Loss of Lipid Droplet-Mitochondria contacts confers protection against Ethanol-induced cardiotoxicity.

Abstract

EtOH (Ethanol)-induced cardiotoxicity (EIC) is intimately associated with perturbed lipid metabolism. Lipid droplet-Mitochondria contacts (LD-Mito contacts) are important nodes in lipid metabolism. However, the roles of LD-Mito contacts in EIC have yet to be clarified. In the present study, EtOH exposure induced a significant build-up of LD in cardiomyocytes accompanied by the disturbances in lipogenesis and lipolysis.
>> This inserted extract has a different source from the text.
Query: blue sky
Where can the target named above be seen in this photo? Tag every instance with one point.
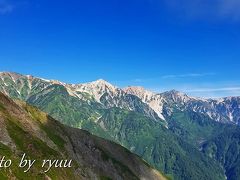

Upon EtOH treatment, we also observed a substantial decrease in LD-Mito contacts, downregulation of the tethering protein PLIN5 (Perilipin 5), and reduced fatty acid (FA) flux from LD to mitochondria. Overexpression of full-length PLIN5, but not its truncated form (PLIN5Δ), reversed the reduction in LD-Mito contacts and restored FA flux. A synthetic LD-Mito-Linker was generated to exclude the influence of PLIN5's versatile functions and investigate the specific role of LD-Mito contacts in EIC. Tethering LD to mitochondria by the synthetic linker restored the LD-Mito contacts and FA flux in EtOH-treated cardiomyocytes. Inflammation and cardiomyocyte death were measured to indicate lipotoxicity in EIC. Our results demonstrated that overexpression of PLIN5Δ ameliorated EtOH-induced cardiomyocytes death and inflammation whereas restoration of LD-Mito contacts by the synthetic linker aggravated apoptosis, inflammatory response, oxidative stress and Mitochondrial membrane potential depolarization . These findings indicated that loss of LD-Mito contacts and the blocked FA flux may act as a cellular adaptive response to EtOH exposure, thus targeting LD-Mito contacts may serve as a potential therapeutic strategy to combat EIC.